LOTS OF CITY storefronts wouldn’t do without them, but politicians and urban planners inevitably find them grating: solid metal rolldown gates or grates that protect shops after hours but attract graffiti and project an image of urban blight.

To spruce up grim business districts, Boston is trying to strong-arm or coax store owners into abandoning these eyesores. To participate in a grant program that will improve their facades, stores must remove their solid rolldown grates. And the city’s zoning code requires new grates to be open-mesh.

This situation is leaving small business owners in Boston and elsewhere in a predicament, say retail security experts: removing gates and grates attracts pedestrian traffic in the neighborhood, and may eventually lead to higher sales, but it also leaves the shop vulnerable.

Various localities deal with the issue in different ways. In the Western Historic District of Ludlow, Kentucky, according to design guidelines for the district, businesses are discouraged from protecting main entrances with “security storm doors which have large expanses of metal grillwork,” though that is acceptable for secondary doors.

Chula Vista, California’s design guidelines for storefronts bar grates or grilles except if they are located inside the display window. Boston’s Allston Village takes the same approach in its zoning ordinance.

Family Dollar Stores, a discount chain that targets low-to-middle-income shoppers, uses rolldown barriers “in major urban markets where we anticipate break-ins; all of our neighbors use them,” says Mike Zuege, vice president of loss prevention. In most urban stores, however, the chain uses interior bars with one-foot-by-one-foot openings that are mounted directly to the window frame.

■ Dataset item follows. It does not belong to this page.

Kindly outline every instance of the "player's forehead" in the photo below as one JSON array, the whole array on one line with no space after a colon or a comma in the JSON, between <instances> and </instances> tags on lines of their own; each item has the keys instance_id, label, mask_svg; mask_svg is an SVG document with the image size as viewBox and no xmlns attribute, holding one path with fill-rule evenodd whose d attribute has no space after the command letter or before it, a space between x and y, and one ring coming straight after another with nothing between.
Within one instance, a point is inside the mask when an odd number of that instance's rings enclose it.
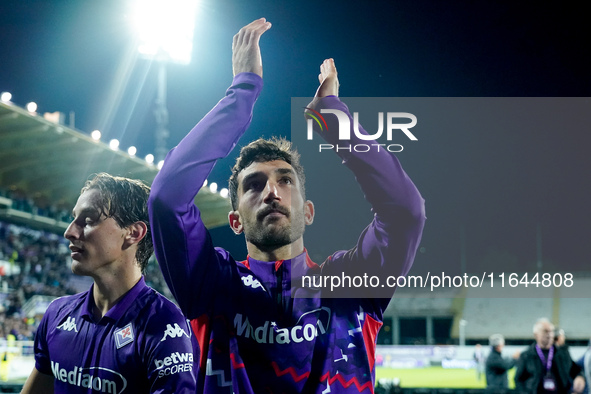
<instances>
[{"instance_id":1,"label":"player's forehead","mask_svg":"<svg viewBox=\"0 0 591 394\"><path fill-rule=\"evenodd\" d=\"M101 211L101 193L97 189L88 189L78 197L72 209L72 215L75 217L81 212L98 213L99 211Z\"/></svg>"},{"instance_id":2,"label":"player's forehead","mask_svg":"<svg viewBox=\"0 0 591 394\"><path fill-rule=\"evenodd\" d=\"M550 322L541 322L538 326L539 332L553 332L554 331L554 324Z\"/></svg>"},{"instance_id":3,"label":"player's forehead","mask_svg":"<svg viewBox=\"0 0 591 394\"><path fill-rule=\"evenodd\" d=\"M271 161L253 161L245 169L240 171L238 174L238 183L242 184L245 179L252 177L253 175L261 176L278 176L282 174L294 174L296 172L294 168L286 161L283 160L271 160Z\"/></svg>"}]
</instances>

Zuege acknowledges that the interior bars “don’t look very good.”

But interior grates aren’t a perfect solution either, says Chris McGoey, a security consultant based in California. Interior grates leave the front window and anything in the display area unprotected, he points out, all without enhancing aesthetics very much. “They’re ugly on the inside” rather than the outside, McGoey says.

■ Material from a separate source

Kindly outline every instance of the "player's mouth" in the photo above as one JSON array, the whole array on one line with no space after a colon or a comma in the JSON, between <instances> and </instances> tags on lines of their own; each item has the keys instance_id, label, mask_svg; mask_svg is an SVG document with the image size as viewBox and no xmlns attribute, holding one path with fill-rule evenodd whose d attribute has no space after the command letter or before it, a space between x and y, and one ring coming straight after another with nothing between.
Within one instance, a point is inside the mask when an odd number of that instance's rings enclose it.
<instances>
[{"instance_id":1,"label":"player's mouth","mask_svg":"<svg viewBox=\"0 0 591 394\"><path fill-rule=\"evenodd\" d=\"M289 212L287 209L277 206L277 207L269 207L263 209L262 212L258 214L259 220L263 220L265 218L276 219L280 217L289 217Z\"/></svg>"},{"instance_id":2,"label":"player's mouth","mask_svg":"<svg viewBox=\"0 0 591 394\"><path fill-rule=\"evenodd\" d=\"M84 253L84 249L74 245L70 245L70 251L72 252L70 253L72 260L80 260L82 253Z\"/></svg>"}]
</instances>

Open-mesh grilles may be slightly more pleasing to the eye, but they have their disadvantages as well, adds McGoey. They get rusty and catch garbage.

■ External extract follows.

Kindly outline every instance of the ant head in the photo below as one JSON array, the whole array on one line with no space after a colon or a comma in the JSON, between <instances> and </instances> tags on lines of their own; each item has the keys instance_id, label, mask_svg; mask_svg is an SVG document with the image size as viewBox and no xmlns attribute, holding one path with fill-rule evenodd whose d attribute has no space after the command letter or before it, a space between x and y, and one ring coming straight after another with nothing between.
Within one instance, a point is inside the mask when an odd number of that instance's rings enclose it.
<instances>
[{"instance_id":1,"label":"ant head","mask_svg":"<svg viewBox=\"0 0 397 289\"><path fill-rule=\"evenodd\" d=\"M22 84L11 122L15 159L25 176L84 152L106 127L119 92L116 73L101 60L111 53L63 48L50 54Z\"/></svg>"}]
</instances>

Also, switching to open-mesh barriers or hardened glass isn’t feasible for mom-and-pop shops, McGoey observes. This is especially true if margins are narrowing because area rents are rising. Moreover, landlords are reluctant to bear the expense when there is no obvious return on investment.

Some sites have attempted to prettify rolldown barriers with murals or other decorations, with mixed success. “Even when you paint murals, it still looks like downtown Baghdad,” says Mike Magill, a retail security expert with 35 years of experience.

Magill says if a locality is asking shops to remove security measures, it has a responsibility to enhance police protection. And many localities do marry the idea of increasing police presence with programs that encourage businesses to make their storefronts more welcoming.

Police presence or not, getting shops to remove their barriers will be a hard sell for cities. “For most mom-and-pops, it’s a no-brainer,” says Magill. “If your neighborhood is high crime, you’re not going to participate.”